Le concept du jeu vint facilement. Des fois une idée peu mijoter pendant des années, d'autres fois l'idée est juste dès le premier coup, ou du moins dans ce cas, au deuxième. Après avoir conçu la forme et le concept des pièces de puzzle, on a calculé des missions avec l'ordinateur. En résolvant plus de 100 missions (pendant les vacances d'été sur l'île Texel) je constatais qu'en prenant toujours la même pièce de puzzle comme départ, les missions devenaient trop simples. Cela n'était pas acceptable. J'ai donc modifié cette pièce de puzzle et j'ai tout recommencé.
En 2008 le jeu a été nommé « jouet de l'année » aux Pays-Bas, cela signifiait beaucoup pour nous d'autant plus qu'on en parla dans les médias Flamands. Le prix a été décerné un mercredi et le jeudi déjà on lisait dans le journal: « Designer Flamand gagne prix pour jeux aux Pays-Bas ». Par la suite d'autres journaux en parlaient aussi, plusieurs radios m'ont interviewé et la télévision régionale vint nous rendre visite. Mais ce qui fut vraiment agréable c'était que mon travail signifiait tout d'un coup quelque chose pour ma famille et mes connaissances. Bien que c'était peu-être déjà la vingtième fois qu'un de mes projets gagnait un prix ou une distinction, pour mon entourage c'était devenu tangible parce que c'était publié dans leur journal. Alors que pour moi chaque prix a bien la même valeur. L'appréciation la plus importante reste bien sûr celle des joueurs. S'ils achètent un deuxième ou un troisième jeu, cela signifie qu'ils ont bien aimé le premier.
Le tableau de jeu est déterminé par la position des bâtiments au départ qui change à chaque fois. Pour les autres jeux avec un tableau de jeu j'avais besoin de cartes de missions plus grandes pour arriver au même résultat. Pour ce jeu un petit format de livret suffisait.

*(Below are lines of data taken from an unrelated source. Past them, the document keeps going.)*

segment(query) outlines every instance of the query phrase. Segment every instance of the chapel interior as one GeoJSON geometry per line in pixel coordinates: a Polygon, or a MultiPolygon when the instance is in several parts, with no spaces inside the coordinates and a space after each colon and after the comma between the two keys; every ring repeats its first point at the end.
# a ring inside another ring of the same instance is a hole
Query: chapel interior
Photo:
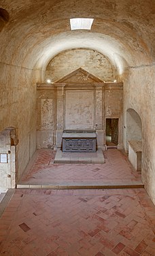
{"type": "Polygon", "coordinates": [[[154,8],[152,0],[1,1],[1,190],[16,187],[36,150],[90,130],[103,150],[136,152],[139,143],[155,202],[154,8]],[[82,18],[90,28],[71,27],[82,18]]]}

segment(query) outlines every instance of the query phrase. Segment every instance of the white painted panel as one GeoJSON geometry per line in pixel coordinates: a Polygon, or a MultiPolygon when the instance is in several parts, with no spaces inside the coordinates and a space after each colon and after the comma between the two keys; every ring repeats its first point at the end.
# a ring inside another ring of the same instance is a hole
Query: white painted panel
{"type": "Polygon", "coordinates": [[[65,129],[93,129],[94,109],[93,91],[67,91],[65,129]]]}

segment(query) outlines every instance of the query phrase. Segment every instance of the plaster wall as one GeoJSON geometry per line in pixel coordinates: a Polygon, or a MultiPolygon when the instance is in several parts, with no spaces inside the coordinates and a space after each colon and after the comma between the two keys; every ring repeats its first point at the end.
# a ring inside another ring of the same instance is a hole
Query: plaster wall
{"type": "Polygon", "coordinates": [[[114,67],[103,55],[94,50],[75,49],[59,53],[50,61],[46,71],[45,82],[48,79],[55,82],[79,68],[103,81],[113,81],[114,79],[114,67]]]}
{"type": "Polygon", "coordinates": [[[0,130],[18,130],[17,179],[36,148],[36,83],[35,72],[0,64],[0,130]]]}
{"type": "MultiPolygon", "coordinates": [[[[155,203],[155,66],[131,68],[124,81],[124,124],[126,111],[133,109],[142,122],[141,175],[145,187],[155,203]]],[[[126,133],[124,128],[124,146],[126,133]]]]}

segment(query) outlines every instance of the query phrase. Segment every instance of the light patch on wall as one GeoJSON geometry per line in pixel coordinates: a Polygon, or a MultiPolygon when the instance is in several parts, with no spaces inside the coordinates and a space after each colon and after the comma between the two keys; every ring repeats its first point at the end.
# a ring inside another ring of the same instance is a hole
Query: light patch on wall
{"type": "Polygon", "coordinates": [[[46,81],[47,81],[48,83],[51,83],[51,80],[50,79],[47,79],[46,81]]]}
{"type": "Polygon", "coordinates": [[[94,18],[70,18],[71,30],[76,29],[91,29],[94,18]]]}

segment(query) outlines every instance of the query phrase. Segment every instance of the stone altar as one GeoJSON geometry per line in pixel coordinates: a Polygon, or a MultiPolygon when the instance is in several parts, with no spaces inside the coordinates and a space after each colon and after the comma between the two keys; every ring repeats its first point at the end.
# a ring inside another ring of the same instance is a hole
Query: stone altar
{"type": "Polygon", "coordinates": [[[65,132],[62,138],[63,152],[96,152],[97,134],[94,132],[65,132]]]}

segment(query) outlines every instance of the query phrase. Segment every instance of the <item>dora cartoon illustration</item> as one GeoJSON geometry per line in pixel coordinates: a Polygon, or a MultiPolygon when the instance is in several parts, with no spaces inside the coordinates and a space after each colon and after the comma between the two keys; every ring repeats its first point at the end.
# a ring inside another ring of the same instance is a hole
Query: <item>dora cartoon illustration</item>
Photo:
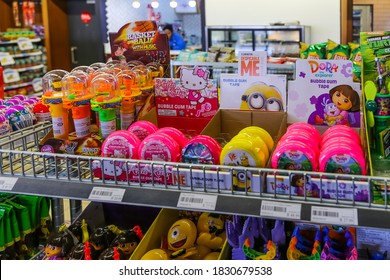
{"type": "Polygon", "coordinates": [[[329,95],[332,102],[340,110],[340,113],[334,117],[334,121],[337,124],[350,125],[349,112],[360,110],[359,94],[349,85],[339,85],[332,88],[329,95]]]}

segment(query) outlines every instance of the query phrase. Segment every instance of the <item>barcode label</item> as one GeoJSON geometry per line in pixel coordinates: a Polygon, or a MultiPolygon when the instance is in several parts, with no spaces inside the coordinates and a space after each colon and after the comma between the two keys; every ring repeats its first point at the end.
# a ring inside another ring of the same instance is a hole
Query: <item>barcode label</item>
{"type": "Polygon", "coordinates": [[[217,195],[180,193],[177,207],[200,210],[215,210],[217,205],[217,198],[217,195]]]}
{"type": "Polygon", "coordinates": [[[123,200],[124,195],[125,189],[94,187],[89,194],[88,199],[120,202],[123,200]]]}
{"type": "Polygon", "coordinates": [[[300,220],[301,208],[301,204],[264,200],[261,202],[260,216],[300,220]]]}
{"type": "Polygon", "coordinates": [[[11,191],[17,181],[17,178],[0,177],[0,191],[11,191]]]}
{"type": "Polygon", "coordinates": [[[337,212],[329,212],[329,211],[313,211],[314,216],[324,216],[324,217],[339,217],[339,213],[337,212]]]}
{"type": "Polygon", "coordinates": [[[358,225],[357,209],[312,206],[310,220],[316,223],[358,225]]]}

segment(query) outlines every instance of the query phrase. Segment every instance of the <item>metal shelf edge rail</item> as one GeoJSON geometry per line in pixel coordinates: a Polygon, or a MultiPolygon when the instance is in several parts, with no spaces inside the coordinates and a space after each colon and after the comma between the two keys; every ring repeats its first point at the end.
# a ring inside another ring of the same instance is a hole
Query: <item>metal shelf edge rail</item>
{"type": "Polygon", "coordinates": [[[324,213],[330,210],[335,213],[353,210],[355,219],[338,224],[390,228],[390,178],[41,153],[38,152],[37,139],[47,129],[47,126],[33,127],[31,131],[17,132],[9,139],[0,139],[0,191],[165,208],[193,210],[199,206],[198,210],[314,223],[318,221],[313,220],[313,211],[318,209],[324,213]],[[102,174],[102,170],[103,173],[104,170],[110,170],[111,173],[102,174]],[[239,173],[246,174],[247,179],[244,180],[244,185],[241,184],[241,189],[237,190],[232,186],[237,185],[236,176],[239,173]],[[291,188],[287,194],[277,193],[276,188],[273,192],[266,192],[270,177],[276,182],[280,176],[291,179],[297,174],[320,180],[319,197],[311,197],[306,191],[303,196],[297,196],[291,188]],[[14,183],[4,184],[9,178],[13,178],[14,183]],[[336,184],[335,198],[322,196],[322,182],[329,179],[336,184]],[[339,183],[342,181],[350,181],[353,185],[364,183],[368,186],[380,182],[384,187],[384,203],[372,203],[370,191],[366,202],[356,200],[355,188],[352,199],[341,199],[338,188],[342,187],[339,183]],[[251,191],[248,191],[249,185],[251,191]],[[120,192],[122,196],[94,198],[92,194],[97,193],[96,188],[102,194],[120,192]],[[183,196],[194,201],[212,198],[214,205],[208,209],[202,209],[201,204],[186,206],[180,203],[183,196]],[[272,207],[275,211],[262,212],[267,207],[272,207]],[[277,209],[284,209],[284,213],[277,213],[277,209]],[[293,210],[296,213],[289,216],[293,210]]]}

C'était aussi plus facile à savoir quelles pièces peuvent être déplacées en jouant, au contraire des jeux comme Katamino ou QI-puzzler. On a donc pas tout le temps besoin d'aller regarder dans le livret, mais il suffit de lire une fois la mission.
La mission de ce jeu est de nouveau double. Toutes les pièces de puzzle doivent être placé sur le tableau de jeu, mais en même temps les voitures de police doivent se positionner de tel façon que la voiture rouge ne peut pas échapper. Pour savoir si une voiture de police est bien garé il faut donc tenir compte de la place des autres voitures. Pour les missions les plus difficiles, il y plus de 60 manières différentes de poser les pièces sur le tableau. Mais il n'y a bien sûr qu'une solution.

Les carrés du tableau sont biaisés pour pouvoir facilement basculer les pièces, ou les sortir du jeu. Un petit détail déjà connu dans GoGetter, Hide&Seek et Camouflage, mais ici résolu autrement. J'aime bien ce genre de petit détail.
Le thème du puzzle -des scènes de poursuite de police- se prêtait à choisir New York comme lieu
d'action. Ce n'était néanmoins pas réalisable. Les grattes-ciels auraient empêchés de jouer ou auraient rendu le jeu trop coûteux ou les voitures auraient dues être trop petites ou trop grandes. Donc on a choisi des banlieues avec des bâtiments plus bas comme décor. Mais les petites lumières dans les fenêtres sont restées.